Twisted Teeth was deranged. I thought it was titled “Sucking Me Dry,” which tells you everything you need to know about the vibe of the song. Lottie Smith was divine here (or maybe devilish), giving a deliciously twisted performance opposite Ned Kelly and an ensemble armed with crazy black wigs, dead eyes, vampiric absurdity and a wicked sense of humour.

Cut You a Piece brought us back into grief, with Addisyn Herndon and Caelan McCarthy delivering the song with passionate emotion. The alcove beneath the band platform was used beautifully here, giving the number a more private, tucked-away feeling. Aarya Doolabh also deserves mention for a stunning soprano voice that cut through with real clarity.
Hemming and Hawing, performed by Lucas Harm, Hannah Mohr, Anni Reilly and Sam Thomas, carried a couple-song softness with thorny dissonant harmonies woven through it. Sam and Anni blended especially beautifully. The number seemed to sit a little low for Lucas and Hannah in places, but the quartet still found shape and intimacy inside the musical difficulty.

The Ballad of Sara Berry saw Alessia Charman storm in with a handheld mic and a killer glare. She led the number with sharp attitude, and the company matched her with fierce (and exhausting!) choreography. I would gladly watch the show again purely to catch this choreography once more. The handheld mic worked wonderfully as a prop, though I was less convinced by its use as a sound source. Across the production, the sound from the handhelds created a noticeable difference compared with the head mics the performers already wore, and I preferred the cleaner, more consistent sound of the latter.

The band, with David Young on keys, truly earned its own applause. This score wasn’t a gentle stroll through musical theatre. It twisted, lurched, belted, whispered, snapped into complex rhythms, and required constant precision.

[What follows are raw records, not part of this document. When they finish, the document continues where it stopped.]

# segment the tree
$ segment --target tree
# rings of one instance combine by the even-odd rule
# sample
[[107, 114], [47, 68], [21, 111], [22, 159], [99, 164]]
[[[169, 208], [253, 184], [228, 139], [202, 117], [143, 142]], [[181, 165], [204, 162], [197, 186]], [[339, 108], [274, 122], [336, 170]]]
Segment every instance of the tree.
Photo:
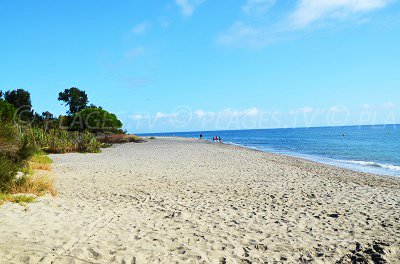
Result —
[[24, 89], [7, 91], [4, 99], [12, 104], [17, 111], [18, 117], [23, 121], [30, 121], [33, 118], [31, 94]]
[[122, 122], [117, 116], [100, 108], [86, 108], [72, 116], [71, 129], [96, 132], [116, 132], [121, 129]]
[[67, 112], [69, 115], [82, 111], [87, 107], [89, 102], [86, 92], [76, 87], [65, 89], [64, 92], [60, 92], [58, 94], [58, 100], [65, 102], [65, 105], [69, 107]]
[[50, 113], [49, 111], [43, 112], [42, 113], [42, 118], [43, 120], [54, 120], [54, 115]]

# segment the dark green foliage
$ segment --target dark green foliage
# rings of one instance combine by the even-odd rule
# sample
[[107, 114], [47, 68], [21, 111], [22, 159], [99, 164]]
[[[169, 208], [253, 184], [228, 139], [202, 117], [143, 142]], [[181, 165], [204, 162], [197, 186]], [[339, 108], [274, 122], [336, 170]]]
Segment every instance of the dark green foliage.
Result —
[[24, 89], [7, 91], [4, 94], [4, 98], [17, 109], [23, 106], [32, 107], [31, 94]]
[[14, 115], [14, 106], [0, 98], [0, 122], [11, 122]]
[[18, 163], [9, 156], [0, 153], [0, 193], [7, 192], [19, 170]]
[[4, 94], [4, 98], [14, 106], [20, 121], [29, 122], [33, 119], [31, 94], [28, 91], [24, 89], [7, 91]]
[[86, 92], [76, 87], [65, 89], [64, 92], [59, 93], [58, 100], [65, 102], [65, 105], [69, 107], [69, 115], [82, 111], [87, 107], [89, 102]]
[[43, 113], [42, 113], [42, 118], [43, 118], [44, 120], [54, 120], [54, 119], [55, 119], [54, 116], [53, 116], [53, 114], [50, 113], [49, 111], [43, 112]]
[[89, 130], [92, 133], [113, 132], [121, 129], [122, 122], [117, 116], [101, 108], [86, 108], [73, 115], [71, 129]]

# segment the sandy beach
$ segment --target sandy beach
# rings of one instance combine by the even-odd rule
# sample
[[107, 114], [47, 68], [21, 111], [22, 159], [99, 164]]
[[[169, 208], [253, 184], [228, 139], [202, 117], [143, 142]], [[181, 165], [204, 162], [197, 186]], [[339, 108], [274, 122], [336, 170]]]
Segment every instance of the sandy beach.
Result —
[[397, 178], [179, 138], [51, 158], [1, 263], [400, 263]]

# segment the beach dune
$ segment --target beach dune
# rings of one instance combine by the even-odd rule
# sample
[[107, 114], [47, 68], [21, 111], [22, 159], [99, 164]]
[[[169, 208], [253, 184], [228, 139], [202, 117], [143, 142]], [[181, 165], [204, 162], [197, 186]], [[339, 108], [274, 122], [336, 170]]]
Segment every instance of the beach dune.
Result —
[[400, 180], [194, 139], [52, 155], [1, 263], [400, 263]]

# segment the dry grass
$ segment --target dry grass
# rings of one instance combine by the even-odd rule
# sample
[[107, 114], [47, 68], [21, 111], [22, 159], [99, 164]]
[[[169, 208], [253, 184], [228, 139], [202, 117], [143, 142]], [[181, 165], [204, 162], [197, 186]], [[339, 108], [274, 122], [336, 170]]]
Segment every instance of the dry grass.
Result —
[[54, 177], [50, 173], [37, 171], [28, 175], [10, 186], [10, 193], [29, 193], [42, 196], [47, 193], [55, 196], [57, 191], [54, 187]]
[[29, 162], [29, 168], [32, 170], [51, 171], [50, 164], [43, 164], [43, 163], [37, 163], [37, 162]]
[[43, 155], [36, 153], [28, 162], [28, 167], [23, 169], [24, 176], [8, 186], [8, 193], [0, 193], [0, 205], [4, 202], [25, 204], [35, 201], [35, 196], [47, 193], [55, 196], [57, 191], [54, 187], [54, 177], [51, 175], [51, 163], [53, 161]]
[[31, 193], [37, 196], [49, 193], [56, 195], [54, 177], [52, 177], [51, 163], [53, 161], [44, 153], [36, 153], [29, 160], [29, 172], [10, 186], [10, 193]]

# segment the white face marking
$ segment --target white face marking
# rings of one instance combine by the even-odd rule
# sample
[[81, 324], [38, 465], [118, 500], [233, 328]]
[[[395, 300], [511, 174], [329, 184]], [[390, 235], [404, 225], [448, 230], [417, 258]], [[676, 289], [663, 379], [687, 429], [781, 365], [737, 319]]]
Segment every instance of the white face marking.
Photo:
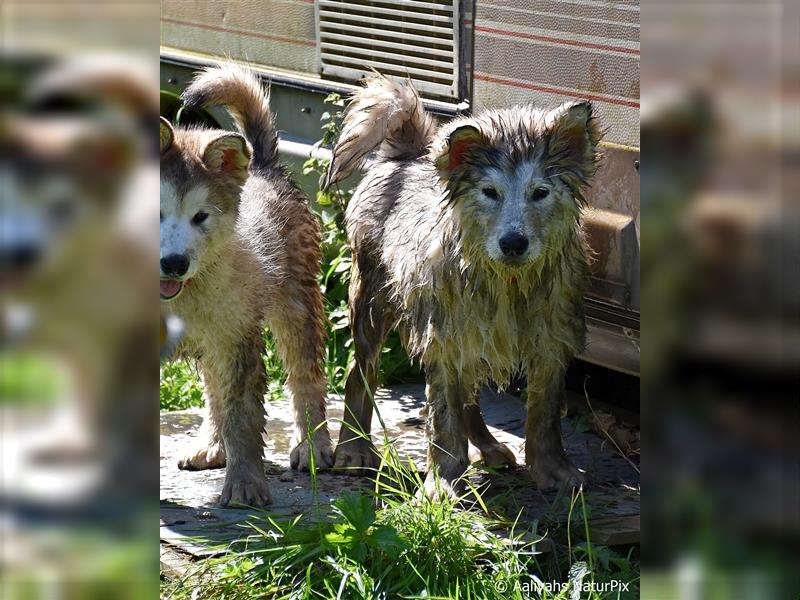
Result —
[[[182, 197], [169, 181], [161, 181], [160, 258], [185, 256], [189, 269], [181, 279], [193, 277], [202, 263], [209, 234], [218, 219], [219, 209], [209, 202], [204, 185], [190, 188]], [[200, 221], [200, 215], [207, 215]], [[165, 275], [162, 272], [162, 277]]]
[[[507, 262], [528, 262], [542, 251], [547, 237], [547, 217], [557, 201], [558, 186], [545, 177], [541, 165], [528, 161], [511, 172], [490, 168], [474, 192], [480, 210], [486, 214], [485, 250], [490, 258]], [[501, 240], [525, 240], [519, 255], [504, 253]]]

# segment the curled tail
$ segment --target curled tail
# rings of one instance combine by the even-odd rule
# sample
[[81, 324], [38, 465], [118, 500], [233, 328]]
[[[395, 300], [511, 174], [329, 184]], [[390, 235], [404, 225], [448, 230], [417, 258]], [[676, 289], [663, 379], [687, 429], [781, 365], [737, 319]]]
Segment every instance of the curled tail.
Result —
[[396, 83], [383, 75], [370, 78], [347, 107], [323, 187], [350, 175], [376, 147], [382, 158], [422, 156], [434, 130], [433, 119], [410, 81]]
[[250, 168], [268, 169], [278, 164], [278, 134], [269, 94], [252, 72], [233, 65], [201, 71], [184, 90], [183, 101], [197, 108], [224, 105], [253, 146]]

Joel Sanchez-Carn on guitar, Evie Scott on violin, Laura Boon on cello, Hayley Gravina on bass, and Marcelle Gunning on drums handled the madness with style.
Keith Clark’s lighting and Steve Thornely’s sound helped carve each song into its own pocket of reality, with lighting doing particularly strong work through the silhouette sequences and shadow formations. Dr Melissa Agnew’s voice and dialect work was evident in the cast’s articulation and stylistic confidence, while NJ Price’s intimacy direction was important in a work that moved through sexual references, relationship tension, and depictions of domestic violence.

The last piece pulled the frame back into focus on the cohort themselves, presenting a touching compilation video of their time together at the Conservatorium. Following a show built around fragments of lives caught mid-motion, it felt right to end it with evidence. These students had matured together in rehearsal spaces, classrooms, and backstage hallways, and now they stood here, singing on the brink of whatever lay ahead.
35MM is an odd beast, and I mean that with affection. It is messy by design, vocally bold, emotionally slippery and stylistically restless. It gave this cohort room to show versatility, humour, courage and the kind of ensemble trust that cannot be faked.